Сам Шоу в буквальном смысле слова не был в состоянии думать без теории, действовать без определенной гипотезы, обходиться одной индукцией — без дедукции. Шоу только и твердил, что о своем гибком уме — как о подарке ирландского климата, и рекомендовал посылать каждого англичанина по крайней мере на два года в Ирландию, чтобы там поднабраться этой самой гибкости.
Несмотря на это, Гилберт Честертон твердо и справедливо отводил от Шоу обвинения в капризной парадоксальности. Честертон выделял Шоу как единственного в своем роде человека, о котором можно сказать с уверенностью, что и в дряхлости его взгляды и готовность сразить всякого, кто на них посягнет, останутся непоколебимо твердыми. Рикардрвская теория ренты; джевонсовская теория стоимости; теория либерального — эстетического, а не классического — образования; «неовиталистская» теория скачкообразной эволюции и соответственно отрицание за дарвиновским естественным отбором подлинно эволюционного смысла; гипотеза о «тяге к эволюции», лежащей в основе жизненного прогресса, — все это составляло шовианский Синай и Нагорную проповедь.
Человек, чья структура мышления характеризуется такой гранитной цельностью, едва ли мог рассчитывать на полное доверие английского общества, как бы оно с ним ни нянчилось. Шоу придерживался того взгляда, что государственному мужу неплохо знать, в каком направлении развивается его деятельность, и всегда разъяснял своим коллегам, куда и он и они направляются; а такое, как ему представлялось, не всякий англичанин стерпит. Шоу любил цитату из Кромвеля: «Тот человек идет дальше всех, кто не знает, куда он идет». К этому Шоу присовокуплял от себя: «А если бы знал, то, может быть, призадумался, стоит ли ему идти, а тогда какой уж путь…»
От всего этого Уэллс был очень далек. Это был типичный англичанин, чья генеалогия не отмечена ни гугенотскими отклонениями Оливье, ни шотландской (а то и французской) примесью, замешанной в кровь Шоу. Он не был экономистом, да и вообще никаким «истом» он не был. Уэллс отличался неистовой «тягой к эволюции», даже, скорее, «тягой к революции». Только то была простая страсть, искавшая непосредственного выражения, а не конечное звено в цепи
В романах Уэллса хороши вымышленные персонажи. Как только он добирался до реальных людей, которые ему к тому же не нравились, — из-под его пера выходили одни лишь свирепые пасквили. Если бы Уэллс был способен на аналитическую классификацию, он, наверно, назвал бы себя «художником-биологом». Биологию он впитал вместе с теориями Гекели во время своих занятий в Южном Кенсингтоне. И когда Шоу в одной из фабианских лекций 1906 года о Дарвине, отшвырнув прочь неодарвинизм и вдоволь поиздевавшись над вейсманизмом, объявил о своем намерении следовать за Сэмюэлем Батлером и «неовиталистами» (возвращающими науку к метафизике) [120] , — Уэллс и не подумал разбираться во всех этих тонкостях. Он просто высмеял Шоу за невежественную сентиментальность и неспособность взглянуть в глаза жестокой природу.
120
Эта лекция Шоу была опубликована им в качестве предисловия к пьесе «Назад, к Мафусаилу».

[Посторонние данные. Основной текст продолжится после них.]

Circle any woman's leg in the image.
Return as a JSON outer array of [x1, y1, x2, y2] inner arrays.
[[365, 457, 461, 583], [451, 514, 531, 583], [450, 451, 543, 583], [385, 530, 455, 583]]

Для Гекели жестокость природы оказалась могучим подспорьем в борьбе с евангелическим богом, не свергнув которого, наука не могла двигаться вперед. Жестокость и наука были, таким образом, неосторожно сбиты в единое понятие. Уэллс так и не удосужился отнестись к этому суеверию критически и осознать его происхождение. Уэллс отрицал Шоу — как сентиментального неуча, вторгшегося в науку, Маркса — в социологию, Наполеона — как заурядного наглеца-проходимца. Иной раз в словах Уэллса можно найти и долю правды. Ко в общем, если искать ему оправдания, приходится все свести к неповторимости его личности. Он это и сам знал и предупреждал друзей, чтобы они не обращали внимания на его странности; друзья это хорошо усвоили.
Ошибка Уэллса, совершенно простительная в его возрасте, заключалась в том, что он принял Фабианское общество за организм, нуждавшийся только в свежей, горячей крови, в мускульном подкреплении и в новой инициативе. Окажись все это в распоряжении фабианцев, думал Уэллс, и Общество превратится в огромную, могущественную организацию, под контролем которой окажется в конце концов само правительство. Уэллс думал также, что Общество сполна удовлетворит «тягу страны к революции».
Но старики помнили о первых днях Общества и понимали, к чему идет дело. Они знали, что Обществу едва хватает взносов на оплату скромного конторского помещения и минимального вспомоществования секретарю. Воображение Уэллса рисовало ему богатые здания, королевский бюджет, миллионы новообращенных. Но то были юношеские грезы, а устами «старой шайки» говорила сама трезвость. Они даже не гонялись за новыми членами. Они делали свое дело: считали, что «пропитывают либерализм социализмом».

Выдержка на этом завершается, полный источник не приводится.